NELSON BRISSAC PEIXOTO
ESPECIAL PARA A FOLHA

A Paris do século 20 imaginada por Jules Verne é uma imensa e intrincada rede de vias férreas, cruzadas umas sobre as outras. Os trens, impulsionados por um sistema de ar comprimido, atingem grandes velocidades. Um disco, movendo-se dentro de um tubo como uma bala num cano, leva consigo, por força eletromagnética, o primeiro vagão, cujas rodas são imantadas. Esses ovos propulsores permitiriam composições ferroviárias muito mais leves e velozes.
O mesmo dispositivo de ejeção que Verne concebe para levar seus personagens à Lua. Um enorme canhão, mais parecido com uma chaminé, que dispara a cápsula como se fosse um projétil. Todas suas viagens extraordinárias são impulsionadas pelos princípios da balística: lançar o mais rápido e o mais longe possível.
A modernidade se faz, efetivamente, sob o signo da ejeção. A mecânica ferroviária introduz a questão da aceleração, permitindo às metrópoles expulsar sistematicamente seus habitantes para os subúrbios e periferias, criando zonas desertificadas em seu interior. Com o trem, os indivíduos têm o primeiro dispositivo industrial de desterritorialização, a experiência da dissolução da paisagem que a arte moderna levaria ao limite. As redes ferroviárias foram pontos de fuga inscritos na paisagem urbana, vetores cortando os antigos labirintos de ruas.

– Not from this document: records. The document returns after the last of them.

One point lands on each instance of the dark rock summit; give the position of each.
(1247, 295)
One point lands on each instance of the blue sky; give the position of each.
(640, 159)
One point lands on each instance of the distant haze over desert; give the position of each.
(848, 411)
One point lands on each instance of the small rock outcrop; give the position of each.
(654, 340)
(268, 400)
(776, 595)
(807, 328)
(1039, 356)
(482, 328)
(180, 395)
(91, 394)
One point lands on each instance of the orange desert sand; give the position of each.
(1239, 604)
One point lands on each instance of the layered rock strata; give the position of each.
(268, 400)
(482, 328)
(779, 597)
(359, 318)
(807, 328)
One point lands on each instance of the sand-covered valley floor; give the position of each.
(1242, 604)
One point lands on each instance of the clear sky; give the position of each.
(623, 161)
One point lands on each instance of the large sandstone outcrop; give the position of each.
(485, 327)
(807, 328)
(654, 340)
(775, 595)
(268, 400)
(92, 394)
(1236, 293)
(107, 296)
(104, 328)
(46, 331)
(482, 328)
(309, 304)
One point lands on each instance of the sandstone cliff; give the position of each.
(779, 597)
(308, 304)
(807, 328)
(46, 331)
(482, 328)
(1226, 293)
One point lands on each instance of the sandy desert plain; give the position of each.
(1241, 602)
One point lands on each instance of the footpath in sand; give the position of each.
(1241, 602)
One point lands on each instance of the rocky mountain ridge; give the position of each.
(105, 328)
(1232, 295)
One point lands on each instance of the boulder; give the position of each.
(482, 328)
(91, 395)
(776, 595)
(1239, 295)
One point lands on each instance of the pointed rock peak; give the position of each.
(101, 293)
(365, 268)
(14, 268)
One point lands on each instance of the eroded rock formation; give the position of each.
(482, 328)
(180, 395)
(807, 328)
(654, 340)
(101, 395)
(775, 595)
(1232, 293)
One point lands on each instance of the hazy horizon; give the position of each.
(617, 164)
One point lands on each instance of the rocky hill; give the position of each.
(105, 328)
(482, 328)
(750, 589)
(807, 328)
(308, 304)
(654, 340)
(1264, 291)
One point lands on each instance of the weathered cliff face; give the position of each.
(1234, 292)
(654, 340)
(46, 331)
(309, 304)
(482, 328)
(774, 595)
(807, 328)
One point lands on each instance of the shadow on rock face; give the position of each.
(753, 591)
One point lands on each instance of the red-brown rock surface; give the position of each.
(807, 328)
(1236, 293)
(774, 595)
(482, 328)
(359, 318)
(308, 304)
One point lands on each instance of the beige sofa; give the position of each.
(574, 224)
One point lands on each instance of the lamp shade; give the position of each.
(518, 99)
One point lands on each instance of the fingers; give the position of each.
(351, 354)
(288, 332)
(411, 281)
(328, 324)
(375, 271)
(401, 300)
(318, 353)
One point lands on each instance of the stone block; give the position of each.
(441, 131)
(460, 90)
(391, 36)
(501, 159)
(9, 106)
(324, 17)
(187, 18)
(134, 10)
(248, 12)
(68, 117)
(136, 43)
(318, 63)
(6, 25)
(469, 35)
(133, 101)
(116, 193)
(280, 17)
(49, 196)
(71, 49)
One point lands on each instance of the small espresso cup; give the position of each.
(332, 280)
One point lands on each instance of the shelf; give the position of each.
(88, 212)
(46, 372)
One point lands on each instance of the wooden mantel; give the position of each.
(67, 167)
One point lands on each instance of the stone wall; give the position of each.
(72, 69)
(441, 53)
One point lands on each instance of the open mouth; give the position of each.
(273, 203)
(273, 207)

Foi o trem que ajudou a criar nossa percepção do passar do tempo. A estrada de ferro implantou um tempo universal, abstrato, suprimindo as marcações locais. Trouxe a experiência do ritmo, da sequência, elementos que seriam constitutivos do dispositivo e da linguagem cinematográficos, como o travelling. O trem inaugura o processo de aceleração das cidades, a rápida sucessão dos estilos arquitetônicos que caracteriza a metrópole contemporânea.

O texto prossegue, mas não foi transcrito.